The Italian Supreme Court rules that the reorganization of the Italian distribution network of a car manufacturer does not breach competition law

By a judgement recently handed down in Ballan Automobili v VolkswagenGroup Italia (BA v VGI), the Italian Supreme Court or Court of Cassation (the Court) has ruled that the plan for the reorganization of its Italian distribution network implemented by a German car manufacturer did not breach competition. The Court considered the reorganization plan as a legitimate business strategy, which did not restrain intra-brand competition.
The applicant, Ballan Automobili (BA), was an authorized dealer of Audi cars in the region of Umbria. The respondent, Volkswagen Group Italia (VGI), was the Italian exclusive importer of all the cars manufactured by the Volkswagen group. VGI decided to reorganize the Italian distribution network of Audi cars, thereby reducing the number of car dealers previously admitted to the network. To that effect, BA was notified by VGI the termination of the distribution agreement previously entered into by BA with the exclusive importer.

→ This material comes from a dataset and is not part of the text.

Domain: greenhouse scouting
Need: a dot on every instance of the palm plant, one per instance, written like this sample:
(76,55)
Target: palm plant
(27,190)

In 2007 BA sued VGI before the Court of Appeal of Perugia seeking compensation for the losses suffered due to the termination of that agreement. BA argued that the VGI reorganization plan breached Articles 2 and 3 of the Italian Competition Law no. 287/1990 corresponding to Article 101 and 102 TFEU, respectively. It also contended that the new generation of distribution agreements concluded by VGI restrained intra-brand competition. Finally, BA claimed that VGI had abused its dominance position by imposing the new distribution agreements on the selected dealers.
The Court of Appeal of Perugia, however, rejected all BA’s the claims. It held that the Volkswagen group did not have a dominant position in the Italian market and that the VGI reorganization plan constituted an acceptable commercial strategy. BA appealed the judgment of the Court of Appeal before the Court of Cassation.
First, the Court pointed out that the reorganization plan that brought about to the termination of the BA distribution agreement was necessary to give effect to the marketing strategy pursued by VGI, in accordance with Volskwagen. The aim of the marketing strategy was to reposition the Audi brand at the higher end of the car market. The decision of VGI to adopt this strategy was a business judgment of the firm that could not scrutinized by courts.
Second, the Court did not object the way in which VGI reorganized its distribution network. Initially, VGI reduced of the number of car dealers to be admitted to the national network on a purely quantitative basis. The relevant criteria referred to the sales volume allocated to each geographical area into the national distribution network was divided into. Subsequently, VGI decided which dealers to admit in accordance to a set of qualitative criteria. Crucially, the Court stressed that competition law could not be read to confer on a dealer a perpetual right to be part of the distribution network that prevails over the legitimate interest of the car manufacturer to amend the network.
Third, as Court of Appeal of Perugia did before, the Court took the view that VGI conducts did not negatively affect competition. The aim of VGI was to strengthen the market reputation of the Audi brand. Weighing the commercial freedom of VGI with the need to preserve competition health and consumer welfare, the VGI reorganization plan was part of a legitimate business strategy. An exclusive car importer, which was economically dependent on the car manufacturer, could not be obliged to keep unchanged the number of car dealers admitted to the distribution network if a reduction was necessary to reinforce the brand reputation of the imported cars. Had such an obligation been imposed on the distributor, its freedom to carry out an economic activity in a competitive market, which is protected by the Italian constitution, would have been infringed. The Court also noted that the new distribution agreements did not impose exclusive obligations on dealers. Dealers were free to sale the Audi cars within and outside the EEA as well as to procure Audi cars from other suppliers than VGI within the 30 % threshold of their yearly requirements. Under the new distribution agreements, dealers were allowed to sale also vehicles of competing car producers. Therefore, the new distribution network was found to be not liable to harm the consumer welfare.
Fourth, the Court found that the VGI conducts did not amount to abuse of dominant position. VGI did not have any dominant position and any event the conducts of a market player seeking to gain a leading market position were not abusive if such conducts did not limit the market freedom of competitors. The VGI decision to reorganize its distribution network was a legitimate business decision, though harmful for some car dealers.
In conclusion, what the Court said in BA v VGI is that an exclusive car importer is entitled to reorganize its distribution network, as agreed with the car producer, provided that such measure has no discriminatory intent. Whether the reorganization entails the removal of some dealers from the distribution network is not relevant to establish if the distributor breach competition. As reminded by the Court, objectives of competition law are to preserve the health of market competition and maximize the consumer welfare rather than protect firms  feeling aggrieved by the new commercial policies of suppliers.  Additionally, the new distribution agreements embraced a multi-branding model with the result that they did not lead to a restriction of intra-branded competition.